Summary
Create a summary of public API of a crate in JSON (or similar) form, either during compilation or from the built rlib. This machine readable API index shall be available to build script and/or procedural macros of dependent crates (possibly upon request).
All symbols will be fully resolved and referenced using their canonical qualified names.
The serialization of stable features should be stabilized while leaving opportunity to add attributes at any level for new features later.
Motivation
Main use would be generating bindings and wrappers. cbindgen
currently has to resolve the types itself, so it does not work with aliases, and it is the simple case that only needs to enumerate extern "C"
functions and #[repr(C)]
functions. A more advanced generator (I am thinking e.g. GObject Introspection here) would benefit from being able to:
- See which types implement certain traits. Doing this with procedural macros requires annotating all such types, which is unwieldy when such annotations don’t actually bring any new information, and problematic for types from dependencies.
- Generate list of selected items. Normal procedural macros are not suitable for that as they run for each annotated item separately (and may only run for some of them in incremental compiler run). There was a proposal for such collecting procedural macro for use in test frameworks, but it was not completely general.
- Be able to work with resolved symbols not to be thrown out by unusual imports, aliases, reexports and such.
Exporting the item definitions including resolved types in some extensible serialization format would allow the binding generator to easily generate both whatever wrappers are needed for marshaling data across the interface and corresponding declarations for the consuming language (C header, GI XML, VAPI etc.).
Explanations
TBD: the format will have to be defined.
Drawbacks
- It is another piece of code in the compiler or compiler-related tool that has to have its backward compatibility maintained.

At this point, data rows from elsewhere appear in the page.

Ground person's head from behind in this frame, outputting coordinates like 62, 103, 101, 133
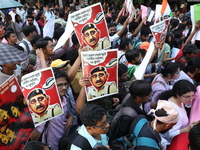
161, 62, 180, 81
187, 57, 200, 76
189, 123, 200, 150
36, 36, 54, 57
58, 9, 65, 18
107, 23, 116, 36
80, 104, 110, 135
53, 68, 69, 97
105, 16, 112, 24
172, 80, 196, 105
4, 31, 17, 44
148, 100, 179, 133
23, 141, 50, 150
182, 44, 200, 60
27, 89, 50, 115
118, 63, 128, 82
22, 25, 37, 37
129, 21, 139, 33
119, 16, 127, 25
125, 49, 141, 65
53, 28, 65, 41
172, 38, 183, 49
129, 80, 152, 105
30, 34, 42, 50
140, 27, 150, 42
82, 23, 100, 48
119, 37, 131, 50
170, 19, 179, 30
71, 33, 80, 49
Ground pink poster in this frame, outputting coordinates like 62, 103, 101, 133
69, 3, 111, 51
21, 67, 63, 127
0, 76, 34, 150
81, 49, 118, 101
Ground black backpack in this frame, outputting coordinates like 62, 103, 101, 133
58, 124, 92, 150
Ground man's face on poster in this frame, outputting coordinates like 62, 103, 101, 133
28, 94, 49, 115
91, 71, 108, 89
82, 28, 100, 48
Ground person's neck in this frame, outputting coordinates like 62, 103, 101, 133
8, 42, 15, 46
44, 54, 51, 61
25, 36, 31, 42
150, 120, 162, 133
162, 76, 170, 83
1, 68, 14, 75
170, 96, 182, 107
187, 71, 195, 78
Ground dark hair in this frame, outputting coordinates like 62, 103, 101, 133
15, 14, 21, 23
59, 9, 65, 18
53, 28, 65, 41
26, 14, 34, 20
138, 49, 147, 58
119, 16, 127, 25
172, 38, 183, 48
30, 34, 42, 46
5, 27, 14, 32
170, 19, 179, 30
176, 23, 186, 31
195, 40, 200, 49
118, 63, 128, 77
92, 146, 110, 150
36, 36, 53, 49
23, 141, 48, 150
158, 80, 196, 100
120, 27, 128, 37
155, 108, 169, 124
186, 57, 200, 74
107, 23, 116, 29
22, 25, 37, 36
80, 104, 106, 127
120, 37, 130, 49
65, 49, 78, 66
36, 11, 44, 21
161, 62, 180, 77
4, 31, 15, 40
105, 16, 112, 24
173, 30, 182, 39
129, 21, 139, 32
189, 123, 200, 150
53, 68, 68, 82
125, 49, 140, 63
129, 80, 152, 99
27, 7, 35, 15
141, 27, 150, 36
71, 33, 79, 45
54, 23, 62, 30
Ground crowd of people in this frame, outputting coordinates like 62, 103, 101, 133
0, 1, 200, 150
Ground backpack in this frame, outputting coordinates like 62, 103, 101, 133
58, 124, 92, 150
20, 40, 30, 54
107, 93, 138, 139
109, 118, 160, 150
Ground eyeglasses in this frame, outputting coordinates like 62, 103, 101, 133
93, 119, 108, 130
174, 72, 180, 76
57, 83, 68, 88
83, 30, 97, 37
91, 73, 105, 78
182, 94, 196, 100
27, 19, 33, 22
29, 96, 46, 104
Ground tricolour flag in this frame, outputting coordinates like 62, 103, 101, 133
160, 0, 172, 17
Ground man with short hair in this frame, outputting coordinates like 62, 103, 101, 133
27, 88, 62, 124
81, 23, 110, 51
87, 66, 117, 100
54, 9, 67, 27
70, 104, 110, 150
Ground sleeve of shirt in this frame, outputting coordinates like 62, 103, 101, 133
51, 45, 70, 60
35, 122, 46, 133
109, 34, 120, 42
168, 123, 181, 139
34, 57, 42, 70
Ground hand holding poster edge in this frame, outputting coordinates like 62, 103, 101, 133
134, 41, 155, 80
53, 18, 75, 51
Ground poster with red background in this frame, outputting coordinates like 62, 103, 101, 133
69, 3, 111, 51
21, 67, 63, 127
0, 75, 34, 150
81, 49, 118, 101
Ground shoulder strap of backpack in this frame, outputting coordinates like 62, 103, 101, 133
21, 40, 30, 54
120, 107, 137, 118
119, 54, 125, 61
133, 118, 160, 149
69, 132, 92, 150
121, 93, 131, 106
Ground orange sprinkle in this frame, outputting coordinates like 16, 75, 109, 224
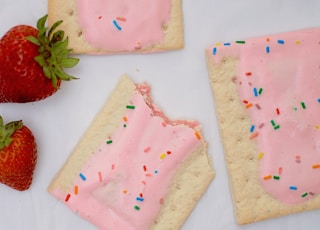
263, 175, 272, 180
246, 103, 253, 109
123, 116, 128, 122
266, 37, 270, 42
123, 189, 128, 194
74, 186, 79, 195
116, 17, 126, 21
249, 131, 259, 140
312, 164, 320, 169
195, 131, 201, 140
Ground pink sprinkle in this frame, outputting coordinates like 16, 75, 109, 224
98, 16, 102, 19
142, 181, 146, 185
278, 167, 283, 175
146, 173, 152, 177
144, 147, 151, 153
112, 164, 115, 170
159, 198, 164, 204
296, 155, 301, 163
259, 123, 265, 129
98, 171, 102, 182
249, 131, 259, 140
162, 122, 167, 127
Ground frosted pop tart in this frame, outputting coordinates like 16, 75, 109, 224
206, 28, 320, 224
48, 0, 184, 54
48, 75, 214, 229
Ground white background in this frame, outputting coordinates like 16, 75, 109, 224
1, 0, 320, 229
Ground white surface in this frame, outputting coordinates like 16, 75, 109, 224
1, 0, 320, 229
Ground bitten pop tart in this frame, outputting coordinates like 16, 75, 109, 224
48, 75, 214, 229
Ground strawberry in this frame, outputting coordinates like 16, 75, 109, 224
0, 15, 79, 103
0, 116, 37, 191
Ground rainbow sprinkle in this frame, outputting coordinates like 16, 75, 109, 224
126, 105, 136, 109
289, 186, 298, 191
113, 20, 122, 31
65, 194, 71, 202
79, 173, 86, 181
106, 140, 113, 144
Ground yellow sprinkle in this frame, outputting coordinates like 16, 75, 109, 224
315, 125, 320, 130
258, 152, 264, 160
215, 43, 222, 46
195, 131, 201, 140
160, 153, 166, 160
296, 40, 301, 45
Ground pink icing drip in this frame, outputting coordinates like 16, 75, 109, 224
209, 28, 320, 204
51, 87, 202, 229
76, 0, 171, 51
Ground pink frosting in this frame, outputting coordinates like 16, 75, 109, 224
76, 0, 171, 51
50, 87, 202, 229
208, 28, 320, 204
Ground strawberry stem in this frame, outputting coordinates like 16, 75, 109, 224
0, 116, 23, 150
26, 15, 80, 89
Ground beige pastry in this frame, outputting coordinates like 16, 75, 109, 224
206, 28, 320, 224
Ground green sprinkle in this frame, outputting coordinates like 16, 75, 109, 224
258, 88, 263, 95
273, 176, 280, 180
274, 125, 280, 130
235, 40, 246, 44
301, 192, 308, 198
134, 205, 140, 211
126, 105, 135, 109
301, 102, 306, 109
106, 140, 113, 144
271, 120, 276, 126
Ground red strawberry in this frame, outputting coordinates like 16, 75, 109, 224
0, 116, 37, 191
0, 15, 79, 103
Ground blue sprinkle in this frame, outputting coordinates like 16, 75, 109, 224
266, 46, 270, 53
289, 186, 298, 191
154, 170, 158, 174
224, 42, 231, 46
317, 98, 320, 103
250, 125, 255, 133
113, 20, 122, 31
253, 87, 258, 97
136, 197, 145, 202
213, 47, 217, 55
277, 40, 285, 44
79, 173, 86, 181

Rationale and alternatives
-
A simple format is needed in which description of existing item kinds can be stabilized, independent of syntax changes with editions, while new item kinds and new attributes can be added later. JSON seems to fit that requirement well.
- Advantages of stabilizing format are that the code for processing it can be evolved as a separate crate on crates.io, and that it can be processed by tools written in other languages than Rust.
-
Alternatively the interface could be specified with types to which the data deserialize, similarly to how it is done with token trees for procedural macros.
- Advantage of specifying types is that their use is checked by the compiler.
- However there still needs to be a split between extraction of the data, which is necessarily compiler-version-dependent, and the interface, and backward compatibility. Otherwise it is putting extra burden on the processing tool to be always quickly updated for each compiler release.
-
For the motivating use-case, an alternative could be to use procedural macro for defining the interface, and have a way of writing some data outside the built library from them.
- I see some additional use-cases for such mechanism, but in this case big disadvantage of procedural macros is that they run before symbols are resolved (which they have to, since they can generate more symbols that will affect that resolution), so it’s difficult to write the information so that the wrapping tool will know the correct symbol names to use in all complex cases.
Prior art
-
The information is basically what
rustdoc
writes into documentation, but it does not generate index in any format suitably easy to further process. -
cbindgen
parsed the code itself to find the right symbols, and I believe now utilizes some procedural macros, but it is a relatively simple use case in that it does not allow most complex types. -
There is also
wasm-bindgen
that exports functions using procedural macros; I am not sure how complex types it can process. As far as I know it does not currently generate any form of IDL, just registers the functions. If it was to generate web-idl, it might benefit from this proposal.
So, does it make sense to work on this?
Note that I’ve tried to ask users whether something like that exists and got no response.